Mongolians’ sense they have been ripped off is exacerbated by the perception that pervasive corruption was a major factor in awarding these contracts. Transparency International ranks Mongolia 120th out of 183 nations for corruption.

That explains why corruption has become the hot-button issue in Mongolian politics. When the parliamentary campaign started, few believed the DP would be committed to cleaning up the government. But in April, with the DP and MPP running neck-and-neck in polls, former MPP leader Nambar Enkhbayar was arrested by agents of Mongolia’s Independent Authority Against Corruption (IAAC). Because the IAAC is not considered entirely independent, some observers called Enkhbayar’s arrest dirty politics and pointed the finger at Mongolian President Tsakhia Elbegdorj, himself a DP member. Nevertheless, the DP surged in the polls.

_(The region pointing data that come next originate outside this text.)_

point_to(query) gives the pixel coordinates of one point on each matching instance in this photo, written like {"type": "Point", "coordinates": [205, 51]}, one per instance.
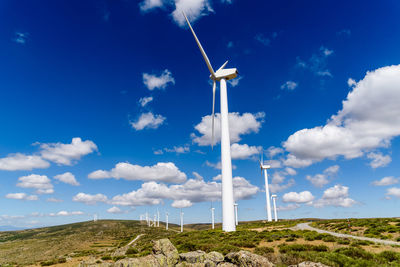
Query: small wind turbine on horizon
{"type": "Point", "coordinates": [222, 75]}
{"type": "Point", "coordinates": [265, 168]}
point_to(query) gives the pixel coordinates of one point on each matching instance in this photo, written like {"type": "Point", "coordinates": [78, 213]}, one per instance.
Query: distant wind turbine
{"type": "Point", "coordinates": [222, 75]}
{"type": "Point", "coordinates": [265, 168]}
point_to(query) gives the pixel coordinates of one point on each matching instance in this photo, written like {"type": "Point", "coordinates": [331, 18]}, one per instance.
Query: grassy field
{"type": "Point", "coordinates": [66, 245]}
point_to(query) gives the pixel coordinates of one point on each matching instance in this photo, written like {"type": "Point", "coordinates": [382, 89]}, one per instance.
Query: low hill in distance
{"type": "Point", "coordinates": [109, 240]}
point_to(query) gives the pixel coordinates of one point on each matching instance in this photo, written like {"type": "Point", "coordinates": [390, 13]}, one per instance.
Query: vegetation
{"type": "Point", "coordinates": [283, 246]}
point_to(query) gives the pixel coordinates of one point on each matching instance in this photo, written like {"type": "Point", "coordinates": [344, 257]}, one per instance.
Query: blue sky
{"type": "Point", "coordinates": [106, 108]}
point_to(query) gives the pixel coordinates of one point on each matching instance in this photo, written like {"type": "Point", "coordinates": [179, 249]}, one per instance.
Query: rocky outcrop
{"type": "Point", "coordinates": [309, 264]}
{"type": "Point", "coordinates": [166, 255]}
{"type": "Point", "coordinates": [245, 258]}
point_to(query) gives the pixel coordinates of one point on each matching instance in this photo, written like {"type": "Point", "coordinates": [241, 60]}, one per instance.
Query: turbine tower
{"type": "Point", "coordinates": [166, 221]}
{"type": "Point", "coordinates": [181, 221]}
{"type": "Point", "coordinates": [222, 75]}
{"type": "Point", "coordinates": [273, 200]}
{"type": "Point", "coordinates": [265, 168]}
{"type": "Point", "coordinates": [236, 220]}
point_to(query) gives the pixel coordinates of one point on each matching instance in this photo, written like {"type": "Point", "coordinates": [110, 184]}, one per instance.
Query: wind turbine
{"type": "Point", "coordinates": [181, 221]}
{"type": "Point", "coordinates": [222, 75]}
{"type": "Point", "coordinates": [212, 216]}
{"type": "Point", "coordinates": [265, 168]}
{"type": "Point", "coordinates": [236, 220]}
{"type": "Point", "coordinates": [166, 220]}
{"type": "Point", "coordinates": [273, 200]}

“This is a democracy,” said a DP insider who spoke with World Politics Review on condition of anonymity. 

“And the people tell us corruption, dubious mining deals and the wealth gap are all connected.”

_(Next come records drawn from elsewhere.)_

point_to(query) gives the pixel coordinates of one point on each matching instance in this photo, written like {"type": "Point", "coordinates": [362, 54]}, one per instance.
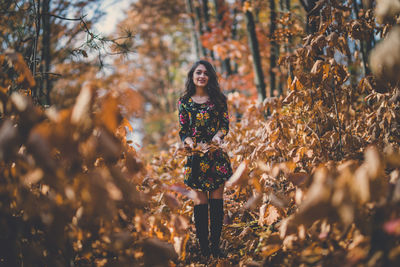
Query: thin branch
{"type": "Point", "coordinates": [64, 18]}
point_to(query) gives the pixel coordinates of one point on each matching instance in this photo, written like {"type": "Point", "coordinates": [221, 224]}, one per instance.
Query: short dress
{"type": "Point", "coordinates": [201, 121]}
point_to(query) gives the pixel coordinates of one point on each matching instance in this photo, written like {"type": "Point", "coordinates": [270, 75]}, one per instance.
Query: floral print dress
{"type": "Point", "coordinates": [201, 121]}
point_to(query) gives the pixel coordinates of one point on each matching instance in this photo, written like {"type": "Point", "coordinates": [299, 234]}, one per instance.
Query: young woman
{"type": "Point", "coordinates": [203, 118]}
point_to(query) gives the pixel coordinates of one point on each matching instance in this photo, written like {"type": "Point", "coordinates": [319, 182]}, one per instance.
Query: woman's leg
{"type": "Point", "coordinates": [201, 221]}
{"type": "Point", "coordinates": [216, 219]}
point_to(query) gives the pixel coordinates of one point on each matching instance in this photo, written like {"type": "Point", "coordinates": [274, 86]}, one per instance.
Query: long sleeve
{"type": "Point", "coordinates": [224, 121]}
{"type": "Point", "coordinates": [184, 121]}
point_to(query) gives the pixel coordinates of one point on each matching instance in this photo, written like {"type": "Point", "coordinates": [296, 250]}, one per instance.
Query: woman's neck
{"type": "Point", "coordinates": [201, 91]}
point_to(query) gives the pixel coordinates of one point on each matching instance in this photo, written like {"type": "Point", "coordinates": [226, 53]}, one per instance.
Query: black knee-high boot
{"type": "Point", "coordinates": [216, 218]}
{"type": "Point", "coordinates": [201, 223]}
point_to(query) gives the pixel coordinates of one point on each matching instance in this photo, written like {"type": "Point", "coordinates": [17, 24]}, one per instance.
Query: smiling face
{"type": "Point", "coordinates": [200, 76]}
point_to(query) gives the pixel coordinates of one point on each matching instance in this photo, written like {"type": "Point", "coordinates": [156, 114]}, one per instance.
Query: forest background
{"type": "Point", "coordinates": [313, 99]}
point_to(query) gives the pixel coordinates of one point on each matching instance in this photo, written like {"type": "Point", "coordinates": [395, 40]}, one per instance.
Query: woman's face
{"type": "Point", "coordinates": [200, 76]}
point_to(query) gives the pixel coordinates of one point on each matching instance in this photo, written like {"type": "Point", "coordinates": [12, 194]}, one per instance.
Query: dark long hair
{"type": "Point", "coordinates": [213, 90]}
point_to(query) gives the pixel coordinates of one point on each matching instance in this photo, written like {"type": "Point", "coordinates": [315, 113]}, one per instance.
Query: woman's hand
{"type": "Point", "coordinates": [217, 139]}
{"type": "Point", "coordinates": [188, 142]}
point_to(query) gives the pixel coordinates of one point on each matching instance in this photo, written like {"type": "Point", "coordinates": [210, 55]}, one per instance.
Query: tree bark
{"type": "Point", "coordinates": [219, 11]}
{"type": "Point", "coordinates": [46, 54]}
{"type": "Point", "coordinates": [207, 22]}
{"type": "Point", "coordinates": [274, 47]}
{"type": "Point", "coordinates": [189, 8]}
{"type": "Point", "coordinates": [199, 29]}
{"type": "Point", "coordinates": [365, 46]}
{"type": "Point", "coordinates": [308, 5]}
{"type": "Point", "coordinates": [255, 52]}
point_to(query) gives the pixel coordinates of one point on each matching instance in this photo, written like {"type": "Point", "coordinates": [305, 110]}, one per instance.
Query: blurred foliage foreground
{"type": "Point", "coordinates": [317, 183]}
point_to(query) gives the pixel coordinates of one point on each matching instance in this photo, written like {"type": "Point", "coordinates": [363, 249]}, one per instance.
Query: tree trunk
{"type": "Point", "coordinates": [207, 22]}
{"type": "Point", "coordinates": [46, 56]}
{"type": "Point", "coordinates": [274, 48]}
{"type": "Point", "coordinates": [196, 41]}
{"type": "Point", "coordinates": [311, 27]}
{"type": "Point", "coordinates": [255, 52]}
{"type": "Point", "coordinates": [365, 46]}
{"type": "Point", "coordinates": [199, 29]}
{"type": "Point", "coordinates": [219, 11]}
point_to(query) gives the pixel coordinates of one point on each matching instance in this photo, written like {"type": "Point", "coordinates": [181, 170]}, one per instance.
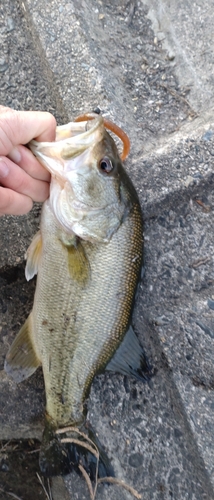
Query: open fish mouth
{"type": "Point", "coordinates": [75, 137]}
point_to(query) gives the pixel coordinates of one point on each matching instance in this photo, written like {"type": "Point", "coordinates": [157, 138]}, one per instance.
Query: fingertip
{"type": "Point", "coordinates": [49, 132]}
{"type": "Point", "coordinates": [12, 203]}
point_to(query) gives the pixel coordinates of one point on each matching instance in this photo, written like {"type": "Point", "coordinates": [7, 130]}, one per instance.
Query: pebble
{"type": "Point", "coordinates": [210, 304]}
{"type": "Point", "coordinates": [136, 460]}
{"type": "Point", "coordinates": [208, 135]}
{"type": "Point", "coordinates": [3, 65]}
{"type": "Point", "coordinates": [10, 24]}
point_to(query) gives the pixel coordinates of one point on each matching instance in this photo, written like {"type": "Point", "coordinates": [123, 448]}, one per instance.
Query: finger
{"type": "Point", "coordinates": [28, 162]}
{"type": "Point", "coordinates": [20, 127]}
{"type": "Point", "coordinates": [12, 203]}
{"type": "Point", "coordinates": [13, 177]}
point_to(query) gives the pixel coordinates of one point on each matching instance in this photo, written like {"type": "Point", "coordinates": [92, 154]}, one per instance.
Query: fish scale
{"type": "Point", "coordinates": [101, 319]}
{"type": "Point", "coordinates": [88, 256]}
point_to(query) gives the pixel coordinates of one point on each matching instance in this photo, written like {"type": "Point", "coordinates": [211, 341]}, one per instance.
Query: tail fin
{"type": "Point", "coordinates": [57, 458]}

Many in the DP also recognize that getting more for the country’s resources is not just about populism and winning elections. The Trade and Development Bank of Mongolia says the country must invest about $68 billion in infrastructure and social services by 2015. Simply put, the government needs to increase its revenues.

During the campaign, the MPP-led parliament tried to capitalize on popular anger by passing a bill that would do so by restricting foreign ownership of strategic industries -- including mining -- to 49 percent, unless parliament grants an exemption, with the rest going to Mongolian state-owned enterprises.

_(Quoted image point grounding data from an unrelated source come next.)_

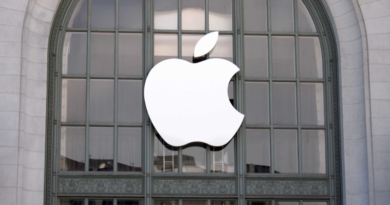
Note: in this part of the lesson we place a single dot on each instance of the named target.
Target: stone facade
(362, 29)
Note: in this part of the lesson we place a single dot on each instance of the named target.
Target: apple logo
(188, 102)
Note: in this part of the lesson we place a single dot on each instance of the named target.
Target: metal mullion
(179, 29)
(271, 129)
(298, 86)
(88, 89)
(116, 88)
(207, 16)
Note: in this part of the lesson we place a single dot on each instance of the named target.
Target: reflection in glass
(130, 54)
(220, 15)
(305, 22)
(222, 202)
(103, 14)
(165, 47)
(285, 151)
(255, 15)
(310, 57)
(72, 149)
(129, 149)
(188, 45)
(164, 202)
(223, 48)
(79, 17)
(284, 103)
(74, 56)
(165, 14)
(256, 103)
(165, 156)
(101, 148)
(313, 151)
(222, 158)
(256, 56)
(130, 14)
(193, 14)
(100, 202)
(258, 203)
(130, 101)
(128, 202)
(71, 201)
(73, 100)
(257, 151)
(312, 104)
(101, 101)
(194, 202)
(286, 203)
(283, 57)
(194, 158)
(102, 53)
(314, 203)
(282, 15)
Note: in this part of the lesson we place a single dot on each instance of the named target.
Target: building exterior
(37, 166)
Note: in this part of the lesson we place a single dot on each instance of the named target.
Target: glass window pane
(256, 56)
(283, 57)
(282, 15)
(165, 14)
(194, 158)
(255, 15)
(130, 101)
(74, 56)
(285, 151)
(193, 14)
(101, 101)
(305, 22)
(101, 148)
(257, 151)
(129, 149)
(194, 202)
(284, 103)
(130, 14)
(313, 151)
(130, 54)
(222, 158)
(100, 202)
(256, 103)
(258, 203)
(188, 45)
(79, 17)
(287, 203)
(220, 15)
(128, 202)
(72, 149)
(165, 202)
(165, 47)
(73, 99)
(103, 14)
(71, 201)
(102, 53)
(213, 202)
(165, 156)
(310, 57)
(223, 48)
(312, 104)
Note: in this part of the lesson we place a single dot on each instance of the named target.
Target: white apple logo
(189, 102)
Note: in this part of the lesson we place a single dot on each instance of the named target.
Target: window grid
(88, 124)
(297, 80)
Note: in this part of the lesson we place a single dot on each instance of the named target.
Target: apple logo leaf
(206, 44)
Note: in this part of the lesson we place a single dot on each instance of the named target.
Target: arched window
(102, 147)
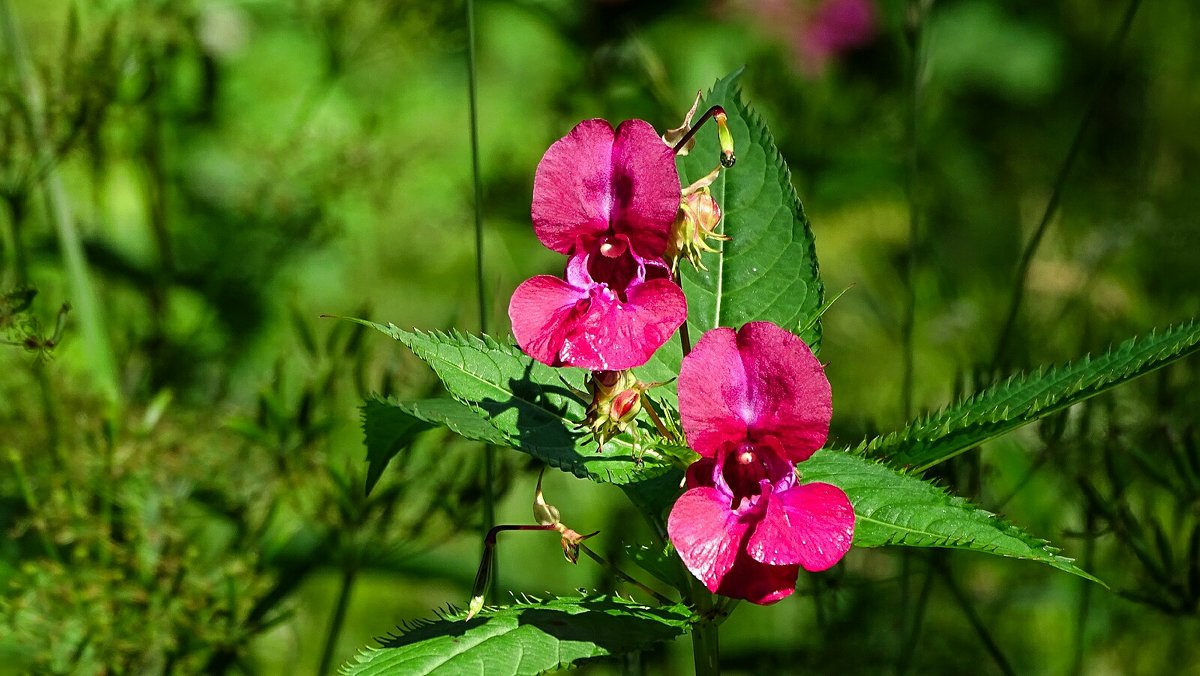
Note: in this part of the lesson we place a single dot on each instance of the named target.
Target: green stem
(58, 209)
(706, 648)
(480, 289)
(913, 35)
(621, 574)
(337, 620)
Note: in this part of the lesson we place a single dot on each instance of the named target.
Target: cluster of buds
(696, 223)
(616, 402)
(699, 211)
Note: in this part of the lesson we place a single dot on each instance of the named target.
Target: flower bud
(616, 402)
(695, 225)
(544, 513)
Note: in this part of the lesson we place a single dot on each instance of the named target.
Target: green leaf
(768, 270)
(531, 406)
(1027, 398)
(389, 426)
(893, 508)
(528, 638)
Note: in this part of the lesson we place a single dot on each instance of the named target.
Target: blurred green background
(183, 467)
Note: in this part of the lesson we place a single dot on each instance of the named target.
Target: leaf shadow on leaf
(541, 426)
(605, 623)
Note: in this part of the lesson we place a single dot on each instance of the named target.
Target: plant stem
(621, 574)
(1077, 142)
(913, 37)
(489, 518)
(337, 618)
(95, 338)
(27, 494)
(1085, 597)
(706, 648)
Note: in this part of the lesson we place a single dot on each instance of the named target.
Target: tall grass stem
(58, 209)
(489, 518)
(1060, 183)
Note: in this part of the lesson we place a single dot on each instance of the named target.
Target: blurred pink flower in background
(815, 30)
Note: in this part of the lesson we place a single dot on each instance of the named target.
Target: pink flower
(753, 405)
(609, 315)
(609, 199)
(598, 187)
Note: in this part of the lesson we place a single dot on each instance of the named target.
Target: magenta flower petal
(707, 534)
(544, 311)
(757, 383)
(611, 335)
(646, 187)
(713, 393)
(759, 582)
(790, 394)
(573, 186)
(594, 184)
(810, 524)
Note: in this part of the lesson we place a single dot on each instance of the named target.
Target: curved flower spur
(754, 404)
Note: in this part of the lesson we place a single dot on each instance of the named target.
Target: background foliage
(235, 169)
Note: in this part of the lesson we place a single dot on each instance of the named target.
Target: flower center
(613, 247)
(743, 471)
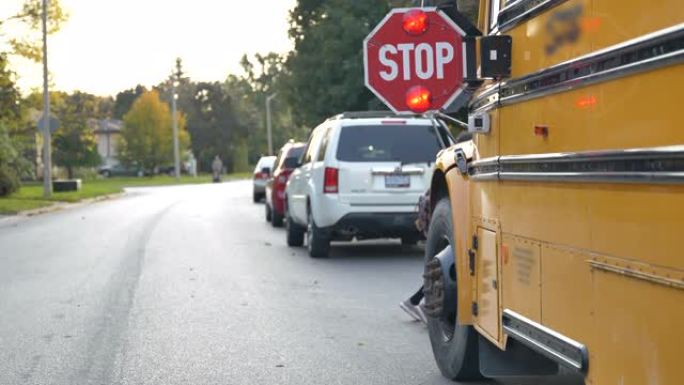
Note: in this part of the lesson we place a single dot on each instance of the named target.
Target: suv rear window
(386, 143)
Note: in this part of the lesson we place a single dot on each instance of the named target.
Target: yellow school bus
(556, 240)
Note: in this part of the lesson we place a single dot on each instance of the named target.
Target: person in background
(412, 306)
(217, 168)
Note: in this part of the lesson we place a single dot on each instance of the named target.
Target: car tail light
(331, 181)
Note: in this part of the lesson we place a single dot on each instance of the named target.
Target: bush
(9, 182)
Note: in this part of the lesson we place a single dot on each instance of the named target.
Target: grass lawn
(30, 196)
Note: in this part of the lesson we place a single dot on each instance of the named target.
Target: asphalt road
(190, 285)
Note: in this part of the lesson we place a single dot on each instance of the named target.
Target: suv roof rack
(370, 115)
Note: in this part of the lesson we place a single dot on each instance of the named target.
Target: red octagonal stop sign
(414, 60)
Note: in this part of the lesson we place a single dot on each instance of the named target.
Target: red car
(285, 163)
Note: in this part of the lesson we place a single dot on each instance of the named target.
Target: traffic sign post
(418, 60)
(52, 124)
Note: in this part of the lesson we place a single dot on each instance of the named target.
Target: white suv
(361, 176)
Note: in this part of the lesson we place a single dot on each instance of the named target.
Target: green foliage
(213, 124)
(264, 75)
(10, 118)
(30, 17)
(325, 70)
(147, 136)
(9, 182)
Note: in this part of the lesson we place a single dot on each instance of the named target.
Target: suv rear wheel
(317, 242)
(454, 345)
(294, 232)
(276, 219)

The DP argued that abrogating already signed contracts in this manner would damage Mongolia’s international reputation and risk driving out Western investors, essentially leaving Mongolia at the mercy of the Chinese. But the need to find a coalition partner to govern will now force the DP to accept some of the Justice Coalition’s reform agenda. The DP hopes the reaction of foreign investors will be mitigated by the knowledge that their plight would be much worse under another government. It helps that, given the anticipated returns on investment in the country, even restructured deals will remain lucrative.

Stopping official corruption and spreading prosperity while finding a balanced economic model with China is a regional challenge, from the Philippines to Pakistan. In Mongolia, voters have instructed the new government to tackle these issues head-on. If Ulan Bator gets even some of it right, there’s a chance that often-overlooked Mongolia will become a model for the rest of Asia.

Geoff Bell is an award-winning journalist based in Hong Kong. A former press secretary to federal and provincial politicians in Canada and TV producer for the CTV National News, he holds a master’s degree from Case Western Reserve University.